The best parts of Angry Young Men are the ones where they talk about their process, a lot of which seems inborn rather than inherited. At the beginning of Episode 1, Salim is asked to wipe his sweaty forehead, and his reply makes you smile. He says his taqdeer / destiny should not get wiped out. Javed gives a crash course on the art of narrating a film, with “rhythm”. At another point, Javed says that they did not actively set out to write socio-political films, and that it’s a good thing they were innocent about it. But because they were a part of the society and because they breathed the same air, the anger around them reflected in their writing. Javed speaks passionately about why Gabbar Singh became so popular: because we are bound by morality and here was the thrill of seeing a man with no moral code. Given Javed Akhtar’s recent criticism of Animal, it would have been interesting to hear his reasoning for why one glorified, psychotic anti-human works for him while another doesn’t.

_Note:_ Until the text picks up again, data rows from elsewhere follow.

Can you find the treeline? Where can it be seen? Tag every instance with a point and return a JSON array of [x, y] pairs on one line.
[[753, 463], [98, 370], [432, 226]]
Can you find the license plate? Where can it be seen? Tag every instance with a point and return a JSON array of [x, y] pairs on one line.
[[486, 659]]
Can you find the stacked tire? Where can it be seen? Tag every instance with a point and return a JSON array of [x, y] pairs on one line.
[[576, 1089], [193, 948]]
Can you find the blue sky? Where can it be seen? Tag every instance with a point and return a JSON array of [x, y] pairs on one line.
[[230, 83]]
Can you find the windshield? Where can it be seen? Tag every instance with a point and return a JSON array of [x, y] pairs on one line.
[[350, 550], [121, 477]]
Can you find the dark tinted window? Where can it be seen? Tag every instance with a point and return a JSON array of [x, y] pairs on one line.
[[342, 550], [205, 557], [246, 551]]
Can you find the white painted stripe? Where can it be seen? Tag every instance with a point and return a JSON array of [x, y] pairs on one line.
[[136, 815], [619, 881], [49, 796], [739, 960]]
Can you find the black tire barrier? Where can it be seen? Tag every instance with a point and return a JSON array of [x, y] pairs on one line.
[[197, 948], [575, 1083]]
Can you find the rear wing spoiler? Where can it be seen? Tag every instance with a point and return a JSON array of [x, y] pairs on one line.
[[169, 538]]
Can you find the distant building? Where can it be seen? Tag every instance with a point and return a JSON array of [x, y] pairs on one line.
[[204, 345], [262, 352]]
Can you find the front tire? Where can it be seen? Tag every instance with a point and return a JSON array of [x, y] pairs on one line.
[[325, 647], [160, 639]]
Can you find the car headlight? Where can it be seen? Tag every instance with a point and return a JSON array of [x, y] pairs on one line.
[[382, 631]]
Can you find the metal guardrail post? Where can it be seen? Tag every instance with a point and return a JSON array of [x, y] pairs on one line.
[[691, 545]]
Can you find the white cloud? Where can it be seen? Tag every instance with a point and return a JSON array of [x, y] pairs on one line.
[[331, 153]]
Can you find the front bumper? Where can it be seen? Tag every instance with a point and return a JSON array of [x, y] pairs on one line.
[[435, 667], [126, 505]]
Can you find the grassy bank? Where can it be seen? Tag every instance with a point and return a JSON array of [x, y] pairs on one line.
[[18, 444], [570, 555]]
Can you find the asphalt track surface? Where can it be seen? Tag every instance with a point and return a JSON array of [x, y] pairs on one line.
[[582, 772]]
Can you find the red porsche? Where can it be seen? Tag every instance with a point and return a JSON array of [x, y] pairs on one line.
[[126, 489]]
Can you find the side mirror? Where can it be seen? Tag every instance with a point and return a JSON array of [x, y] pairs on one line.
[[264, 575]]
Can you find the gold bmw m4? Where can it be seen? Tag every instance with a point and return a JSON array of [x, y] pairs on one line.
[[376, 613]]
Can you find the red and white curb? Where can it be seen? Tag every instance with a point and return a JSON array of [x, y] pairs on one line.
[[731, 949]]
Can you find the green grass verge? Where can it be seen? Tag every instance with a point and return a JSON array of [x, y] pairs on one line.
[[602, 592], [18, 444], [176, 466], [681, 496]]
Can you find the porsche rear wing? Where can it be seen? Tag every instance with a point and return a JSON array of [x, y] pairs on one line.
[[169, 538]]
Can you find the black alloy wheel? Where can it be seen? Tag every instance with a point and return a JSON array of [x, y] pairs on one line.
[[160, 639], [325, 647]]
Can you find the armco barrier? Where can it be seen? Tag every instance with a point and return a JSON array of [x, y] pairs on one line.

It’s interesting to know that Salim usually came up with the storylines, Javed’s strength was dialogue, and they both, then, worked on the screenplay. This may explain why they did not fare so well after they split up. With the exception of Salim Khan’s Falak and Naam and Javed Akhtar’s Arjun and Dacait, we did not see flashes of the earlier fire. Episode 3 talks about the split, and is easily the most memorable, in that we get to hear things we haven’t heard before. For most of the documentary series, Salim and Javed speak separately, and they are kept in different frames – never together. There’s the hint that success went to their head and they started taking the audiences for granted. There’s the hint that they could have been more diplomatic, less arrogant. The most affecting confession comes from Javed Akhtar, that they did not realise the value of goodwill, and that despite their big hits, there were no producers lining up at their door.
Towards the end, we hear from modern-day screenwriters about how writing for the screen is still such a struggle for money. It is in this context that Salim-Javed are such stars – because, as Aamir Khan points out, they were the only screenwriters whose names were familiar to the audience. Who, today, goes to a film based on a “written by” credit, however good the writing is! Dibakar Banerjee makes the excellent observation that writers, in order to get the power they are denied, become writer-directors – and thus, we often lose good writers to mediocre directors. Angry Young Men could have used more such moments. But then again, it’s probably hard to sell a film that dives so deeply into craft. So we get “human moments” like Shabana Azmi talking about her relationship with Javed’s family, and we learn that Salman Khan taught Zoya Akhtar to ride a bicycle. The feeling persists that, yes, all this is heartwarming and nice, but the full Salim-Javed story is still out there somewhere.